La abogada abrió el maletín.

Sacó una carpeta.

Luego otra.

Y una tercera.

Las colocó sobre la mesa.

—Durante las últimas dieciocho horas hemos revisado cierta documentación relacionada con la señora Eleanor Whitmore.

Charles levantó la vista, sorprendido.

—¿Qué documentación?

La abogada respondió con absoluta serenidad.

—Correos electrónicos.

Mensajes.

Borradores de acuerdos patrimoniales.

Y varios documentos relacionados con un posible proceso de custodia.

Nathan frunció el ceño.

—¿Custodia?

Mi padre deslizó una hoja hacia él.

—Lee el primer párrafo.

Nathan comenzó a leer.

Después de apenas diez segundos, dejó de respirar.

—No…

Buscó a su madre con la mirada.

—Mamá…

Eleanor perdió el color del rostro.

Nathan levantó la hoja con manos temblorosas.

Era un correo enviado tres semanas antes.

“Cuando consigamos que Nathan solicite la custodia, Claire no tendrá ninguna posibilidad. Una oficial de inteligencia pasa demasiado tiempo fuera de casa. Después podremos criar a Lily como una verdadera Whitmore.”

El silencio fue absoluto.

Nathan volvió lentamente la vista hacia su madre.

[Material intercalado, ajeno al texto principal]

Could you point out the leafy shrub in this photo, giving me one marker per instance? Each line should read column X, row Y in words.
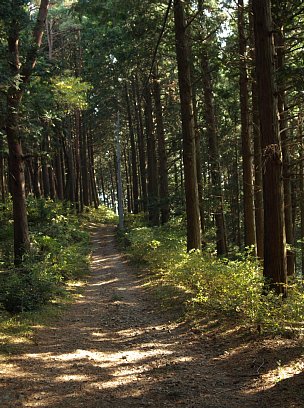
column 26, row 291
column 230, row 288
column 59, row 251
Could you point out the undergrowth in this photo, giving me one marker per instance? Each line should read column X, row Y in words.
column 52, row 271
column 213, row 287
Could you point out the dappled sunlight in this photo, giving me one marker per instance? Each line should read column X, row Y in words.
column 283, row 372
column 105, row 282
column 114, row 348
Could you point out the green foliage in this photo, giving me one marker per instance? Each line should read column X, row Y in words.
column 59, row 252
column 26, row 291
column 70, row 92
column 233, row 289
column 100, row 215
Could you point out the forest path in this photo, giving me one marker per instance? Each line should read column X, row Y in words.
column 115, row 348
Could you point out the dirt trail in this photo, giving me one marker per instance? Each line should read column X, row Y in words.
column 115, row 348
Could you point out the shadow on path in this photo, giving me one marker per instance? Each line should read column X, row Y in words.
column 114, row 348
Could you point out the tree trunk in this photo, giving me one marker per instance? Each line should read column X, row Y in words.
column 162, row 154
column 189, row 151
column 221, row 238
column 153, row 197
column 14, row 96
column 275, row 264
column 283, row 126
column 133, row 155
column 249, row 221
column 141, row 146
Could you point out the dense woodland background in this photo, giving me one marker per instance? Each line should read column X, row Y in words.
column 189, row 110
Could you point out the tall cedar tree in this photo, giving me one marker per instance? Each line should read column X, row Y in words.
column 275, row 264
column 20, row 74
column 189, row 152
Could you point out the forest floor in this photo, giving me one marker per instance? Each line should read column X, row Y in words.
column 115, row 347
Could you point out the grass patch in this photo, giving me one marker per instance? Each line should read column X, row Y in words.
column 208, row 286
column 52, row 274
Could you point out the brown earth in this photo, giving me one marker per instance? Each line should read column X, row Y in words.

—¿Pensabas quitarle a Lily?

Eleanor abrió la boca.

—Yo…

—¿Sin decirme nada?

Charles arrebató la carpeta.

Mientras avanzaba las páginas, su expresión cambiaba de incredulidad a vergüenza.

Había más correos.

Más mensajes.

Más planes.

No era una broma.

Nunca lo había sido.

Todo estaba preparado mucho antes de que naciera mi hija.

Mi padre recogió el sonajero y volvió a guardarlo en la bolsa transparente.

Luego miró directamente a Nathan.

—Ayer fallaste como esposo.

Hoy todavía puedes decidir qué clase de padre quieres ser.

Nathan permaneció inmóvil.

Después giró lentamente hacia Eleanor.

Por primera vez en su vida…

Retrocedió un paso para alejarse de ella.